Suppose that a group of n fair dice is rolled $4*6^{n-1}$ times.
a) Find the expected number of times that “all sixes” is achieved (i.e., how often among the $4*6^{n-1}$ rolls it happens that all n dice land 6 simultaneously).
The answer is $\frac{4}{6}$. (Binomial distribution)
b) Same thing but after one normal roll of the n dice, going from one roll to the next, with probability 6/7 keep the dice in the same configuration and re-roll with probability 1/7. For example, if n = 3 and the 7th roll is (3, 1, 4), then 6/7 of the time the 8th roll remains (3, 1, 4) and 1/7 of the time the 8th roll is a new random outcome. Does the expected number of times that “all sixes” is achieved stay the same, increase, or decrease (compared with (a))? Give a short but clear explanation.

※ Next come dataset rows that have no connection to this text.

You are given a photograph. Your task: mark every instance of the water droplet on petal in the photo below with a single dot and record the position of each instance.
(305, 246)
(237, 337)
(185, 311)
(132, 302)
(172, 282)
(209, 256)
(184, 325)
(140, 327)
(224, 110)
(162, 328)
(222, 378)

I'd appreciate some hints on how to approach this. My initial thought was to try to come up with the probability for a throw to be all sixes, using conditional probability, but the equation is messy. Is there a better intuition for this ?
For b)
The first roll can be all sixes if all the dice roll sixes. The second roll can be all sixes if the first roll is all sixes and the second roll does not change or the second roll is a reroll and you roll all sixes (whether or not the first roll is all sixes).
So, for the second roll, the probability that you get all sixes is: $$\dfrac{6}{7}\left(\dfrac{1}{6^n}\right)+\dfrac{1}{7}\left(\dfrac{1}{6^n}\right) = \dfrac{1}{6^n}$$
By induction, you can show that the probability that any specific roll is all sixes is $\dfrac{1}{6^n}$. Thus, the expected number of times you roll all sixes remains unchanged.